# New Jacquie Lawson knitting card



## KathrynDay (Jan 31, 2017)

Jacquie Lawson just announced a new e-card, about being "unravelled." It's cute. Probably for a limited audience, but if you're a subscriber, you might want to send it to someone.


----------



## Beila Charna (Apr 28, 2012)

A friend sent it to me this morning ????


----------



## Naughty Knitter (Apr 1, 2011)

I just sent it as a birthday card to my “Naughty Knitter” buddy for her 94th


----------



## patocenizo (Jun 24, 2011)

Thanks, I'll have to look for it.


----------



## MindyT (Apr 29, 2011)

I sent it to 2 friends this morning as a 'thinking of you card'.


----------



## silkandwool (Dec 5, 2011)

You can preview the card here.

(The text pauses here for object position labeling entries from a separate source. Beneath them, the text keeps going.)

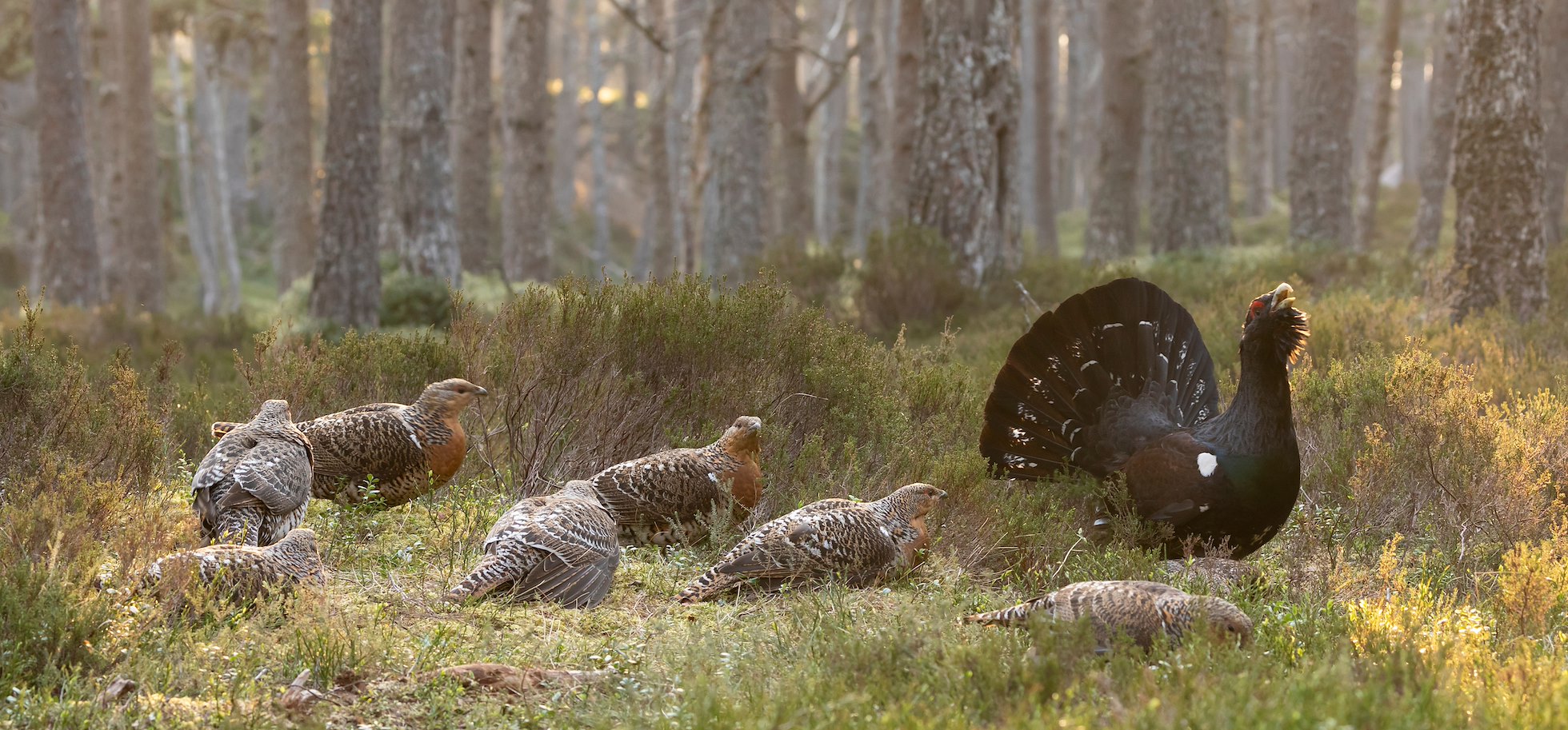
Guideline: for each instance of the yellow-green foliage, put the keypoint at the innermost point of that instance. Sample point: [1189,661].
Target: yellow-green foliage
[1421,581]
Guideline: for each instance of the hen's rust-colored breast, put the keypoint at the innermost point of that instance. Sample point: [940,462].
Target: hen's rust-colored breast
[446,460]
[913,552]
[746,483]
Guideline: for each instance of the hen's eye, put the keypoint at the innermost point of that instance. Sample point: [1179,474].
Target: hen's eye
[1254,310]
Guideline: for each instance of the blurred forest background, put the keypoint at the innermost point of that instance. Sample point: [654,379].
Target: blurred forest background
[635,220]
[356,157]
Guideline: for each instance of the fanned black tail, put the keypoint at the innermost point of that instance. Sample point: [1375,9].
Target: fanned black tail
[1099,348]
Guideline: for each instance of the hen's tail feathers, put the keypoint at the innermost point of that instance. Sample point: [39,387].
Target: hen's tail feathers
[1099,345]
[1010,616]
[485,578]
[707,586]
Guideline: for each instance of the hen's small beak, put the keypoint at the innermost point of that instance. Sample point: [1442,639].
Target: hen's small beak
[1283,297]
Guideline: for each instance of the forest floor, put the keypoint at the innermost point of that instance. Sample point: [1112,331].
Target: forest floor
[1421,583]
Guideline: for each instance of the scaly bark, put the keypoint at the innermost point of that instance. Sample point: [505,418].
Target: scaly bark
[347,285]
[1499,254]
[424,226]
[526,135]
[965,179]
[71,257]
[1114,209]
[1326,94]
[1382,112]
[470,134]
[1190,174]
[733,228]
[1438,157]
[289,166]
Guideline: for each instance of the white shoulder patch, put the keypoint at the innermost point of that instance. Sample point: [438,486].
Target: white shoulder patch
[1206,464]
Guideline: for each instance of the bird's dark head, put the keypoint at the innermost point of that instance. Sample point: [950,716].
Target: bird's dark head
[744,436]
[1274,326]
[450,397]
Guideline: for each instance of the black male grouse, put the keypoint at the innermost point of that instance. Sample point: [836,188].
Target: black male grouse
[1118,380]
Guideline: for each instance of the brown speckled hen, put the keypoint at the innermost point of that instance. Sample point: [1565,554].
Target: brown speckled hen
[408,450]
[560,547]
[242,571]
[1140,610]
[862,542]
[254,483]
[661,499]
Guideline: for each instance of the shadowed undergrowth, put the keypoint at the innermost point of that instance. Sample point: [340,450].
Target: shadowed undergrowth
[1419,583]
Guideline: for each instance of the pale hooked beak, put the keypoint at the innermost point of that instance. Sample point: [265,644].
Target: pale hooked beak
[1283,297]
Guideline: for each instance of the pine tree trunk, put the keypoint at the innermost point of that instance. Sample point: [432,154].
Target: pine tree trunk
[1326,96]
[679,121]
[905,104]
[1413,99]
[1114,210]
[347,284]
[106,122]
[563,189]
[196,218]
[1499,256]
[662,153]
[1554,114]
[965,179]
[142,245]
[1086,68]
[1286,47]
[1190,174]
[19,160]
[470,132]
[289,132]
[598,170]
[1382,112]
[424,228]
[71,257]
[733,229]
[215,166]
[1437,162]
[826,197]
[1043,130]
[526,135]
[792,155]
[869,107]
[234,86]
[1259,114]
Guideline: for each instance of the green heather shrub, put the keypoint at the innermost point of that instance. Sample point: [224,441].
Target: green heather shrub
[584,377]
[80,453]
[1404,444]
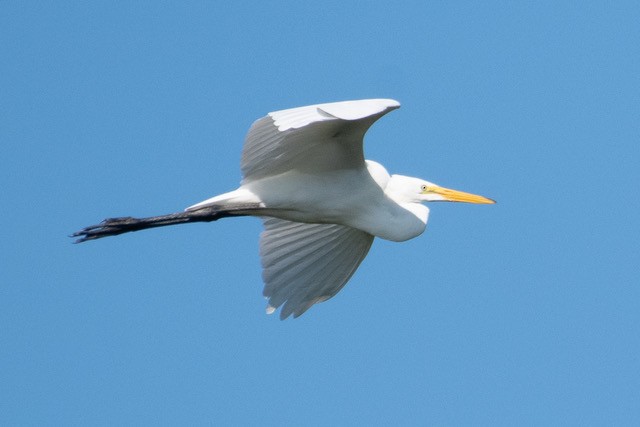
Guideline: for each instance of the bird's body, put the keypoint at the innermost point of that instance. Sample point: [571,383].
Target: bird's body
[351,197]
[322,203]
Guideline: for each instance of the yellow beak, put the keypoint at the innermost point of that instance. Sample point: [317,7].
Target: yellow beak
[458,196]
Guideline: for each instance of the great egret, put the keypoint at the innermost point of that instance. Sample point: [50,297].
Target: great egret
[322,203]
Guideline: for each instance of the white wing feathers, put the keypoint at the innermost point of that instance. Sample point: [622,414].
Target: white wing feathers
[304,264]
[321,137]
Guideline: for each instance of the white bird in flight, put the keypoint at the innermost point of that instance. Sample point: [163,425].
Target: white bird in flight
[322,204]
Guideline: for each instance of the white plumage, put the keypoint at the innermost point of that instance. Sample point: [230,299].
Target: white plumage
[322,203]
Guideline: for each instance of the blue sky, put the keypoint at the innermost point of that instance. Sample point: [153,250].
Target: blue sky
[525,312]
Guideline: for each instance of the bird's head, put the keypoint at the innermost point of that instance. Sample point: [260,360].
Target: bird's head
[408,189]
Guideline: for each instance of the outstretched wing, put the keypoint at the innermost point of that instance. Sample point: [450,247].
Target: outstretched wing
[319,137]
[304,264]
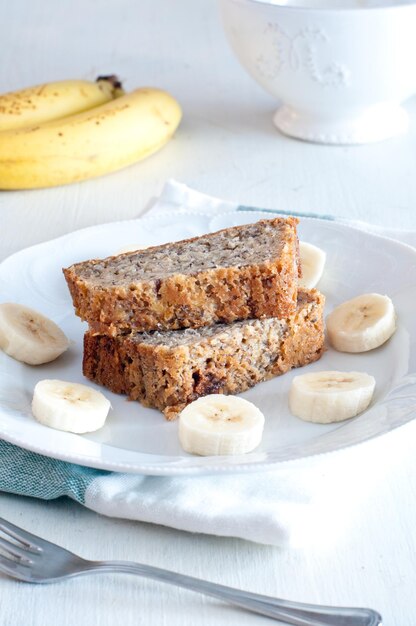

You CANNOT send the card unless you are a member.

https://www.jacquielawson.com/sendcard/preview?cont=1&hdn=0&fldCard=3516794&path=105741&pmode=init


----------



## Munchn (Mar 3, 2013)

My friend sent me one this morning....luv it.


----------



## SIPSIS (Oct 24, 2011)

A FRIEND OF MINE SENT ME JACQUIE LAWSON'S NEW KNITTING CARD THIS MORNING...SOOOO CUTE!!! LOVE IT!!!


----------



## edithann (Feb 12, 2011)

Thanks for sharing!


----------



## Joan Nasiatka (Sep 17, 2013)

thanks for the info...will definitely check it out


----------